Zusammen mit seiner Familie ist der Berliner Rapper zurück nach Deutschland gezogen – zunächst auch mit den Nannys. Doch die dürfen nicht dauerhaft bleiben.
Dubai ist over – zumindest für Familie Ferchichi. Ende des vergangenen Jahres haben Bushido und seine Frau Anna-Maria Ferchichi die Zelte im Emirat abgebrochen und sind mit ihren acht Kindern nach Grünwald bei München gezogen. Während anfangs noch von zwei Wohnsitzen und vom Pendeln die Rede war, stellte sich später heraus, dass sie nun dauerhaft in Deutschland bleiben möchten.

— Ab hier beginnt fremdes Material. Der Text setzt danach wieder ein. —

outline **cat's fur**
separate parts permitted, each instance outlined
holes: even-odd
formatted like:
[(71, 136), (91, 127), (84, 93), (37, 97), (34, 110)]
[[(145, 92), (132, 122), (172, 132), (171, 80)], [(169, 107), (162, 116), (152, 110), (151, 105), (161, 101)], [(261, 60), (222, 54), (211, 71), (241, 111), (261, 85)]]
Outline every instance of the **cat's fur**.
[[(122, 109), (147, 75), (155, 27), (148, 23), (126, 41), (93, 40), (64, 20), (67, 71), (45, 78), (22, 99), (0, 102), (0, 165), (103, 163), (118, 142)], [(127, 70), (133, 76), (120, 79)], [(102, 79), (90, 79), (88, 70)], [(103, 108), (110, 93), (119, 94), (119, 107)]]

Doch der Umzug hat für den Berliner Rapper und seine Familie eine bittere Konsequenz: Ihre langjährigen Nannys Gretchen und Phemi dürfen von der Großfamilie nicht beschäftigt werden.
Wie das Paar in der aktuellen Folge des gemeinsamen Podcasts „Im Bett mit Anna-Maria und Anis Ferchichi“ erzählt, haben die beiden Frauen von den Philippinen vier Jahre lang auf die Kinder aufgepasst. Längst gehörten sie zum engsten Umfeld der Ferchichis.
Wie Anna-Maria Ferchichi erklärt, seien die beiden zunächst sogar mit nach Deutschland gezogen: „Gretchen und Phemi sind unsere früheren Nannys, die vier Jahre mit uns in Dubai gelebt haben. Sie sind dann noch ein paar Monate mit uns in Deutschland gewesen.“
Doch die deutsche Bürokratie soll der Familie einen Strich durch die Rechnung gemacht haben. Demnach soll die dauerhafte Beschäftigung der beiden Nannys an geltenden Visabestimmungen gescheitert sein. Sowohl für Bushido und seine Frau als auch für Gretchen und Phemi soll das ein Schock gewesen sein.
„Sie haben sich erst geweigert“, erzählt Anna-Maria Ferchichi von der geplanten Rückkehr auf die Philippinen. Offenbar war die Vorstellung, wieder in das frühere Familienleben zurückzukehren, für die beiden Kinderpflegerinnen mit Sorgen verbunden.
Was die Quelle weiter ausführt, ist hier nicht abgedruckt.